Last week, we introduced you to the concept of digital inclusion and the fact that tens of thousands of Austin residents are completely disconnected from the internet. Because technology is evolving daily, Austin recognized the need for strategic direction to keep up with the changing needs of the city’s residents.

For example, City Council developed a Digital Inclusion Strategic Plan, which served to capture community priorities for digital equity. The City of Austin’s Digital Inclusion Office has also maintained a baseline understanding of the status of local residents’ digital literacy and Internet adoption through a citywide survey conducted once every three years. Taking factors such as ethnicity, geography, and income into account has helped the city identify gaps and fill them with necessary skills, access, and training.

Based on survey insights, along with feedback from the education, public health, business, and nonprofit sector, the Strategic Plan maps out access and adoption strategies as well as specific initiatives that need to be undertaken.

Through the Digital Inclusion Office, the city is taking action in response to the findings from the citywide survey by developing programs like a computer refurbishment program, currently in its pilot phase, which will aim to connect computers and devices with nonprofits that will use them for digital inclusion purposes.
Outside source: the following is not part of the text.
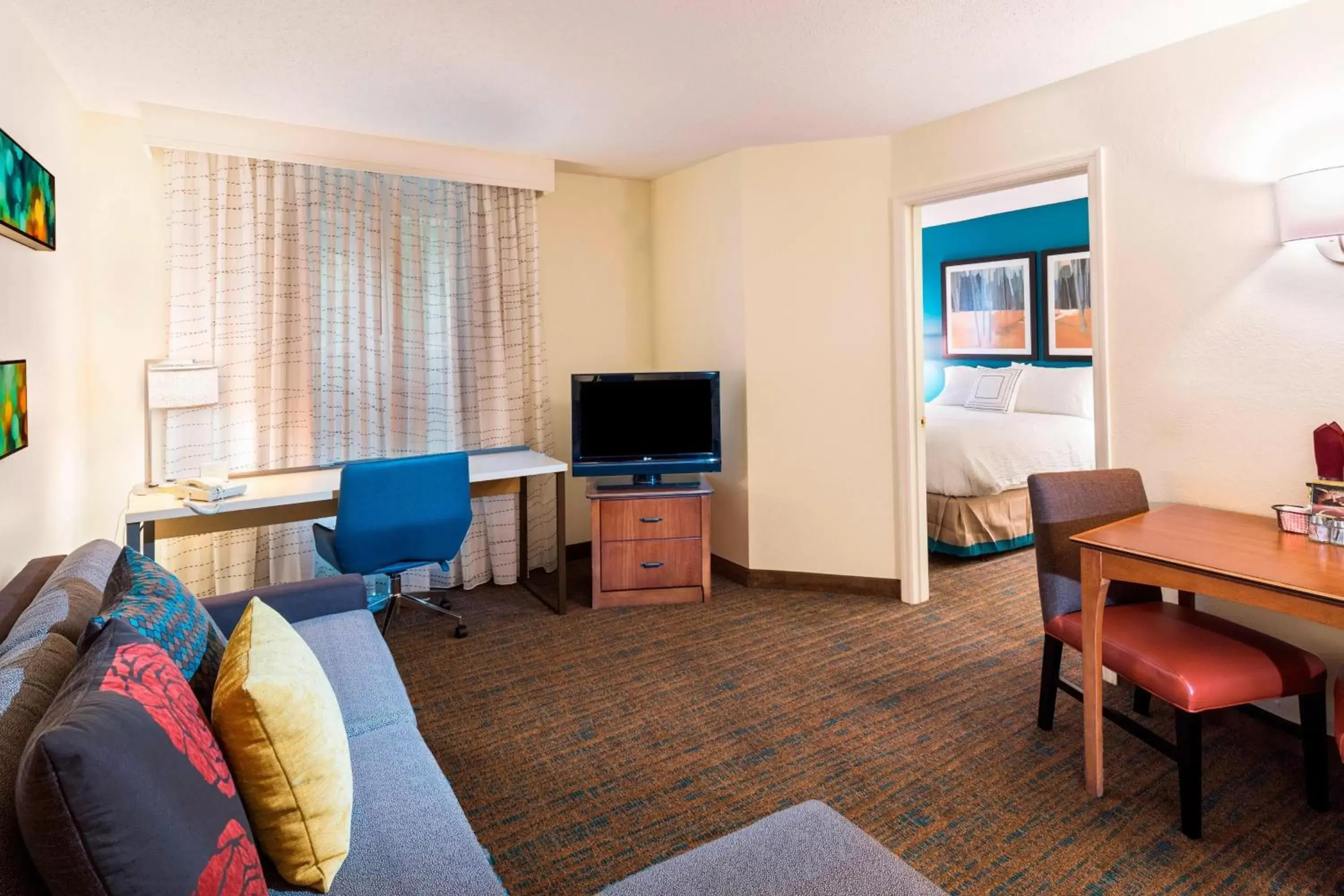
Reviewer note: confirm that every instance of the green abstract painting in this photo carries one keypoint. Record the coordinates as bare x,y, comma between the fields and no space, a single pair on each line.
14,406
27,198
Other initiatives include:

  • The Digital Empowerment Community of Austin (DECA), a network of dozens of nonprofits, educational institutions, and other stakeholders, working to improve the community’s ability to participate in digital society. They keep up with nonprofits that work on digital equity, remain up to date with their needs, and organize community efforts.
  • Recognizing that lower-income households have had less access to internet connectivity, one of the city’s hallmark projects, Unlocking the Connection, has sought to redress economic disparities within the broadband gap. It has distributed free, basic internet access to around 1,800 residential public housing units through its partnership with Google Fiber.
  • Backed by the city’s Grant for Technology Opportunities Program (GTOPs), the Digital Inclusion Office funds training programs for a range of local organizations, keeping a particular eye on fostering digital inclusion in underserved communities.

But are we doing enough? For the 2018 GTOPs grant cycle, with no marketing budget, the program received a total of $611,081 in worthy grant proposals with only $200,000 available to divvy up. A 200 percent program funding deficit of $411,081 serves as a compelling indicator that we’re not.

Getting Involved

For the expert technologist or passionate problem-solver, there are several opportunities in Austin to help with digital literacy engagement.

Lunch & Learn

Beginning in 2018, Austin Tech Alliance is offering member companies a speaker series of lunch-and-learns about the digital divide. The goal is to help tech employees learn about the nature of the digital divide in Austin, hear directly from service providers working in that space, and understand how they can use their unique skill set to get involved.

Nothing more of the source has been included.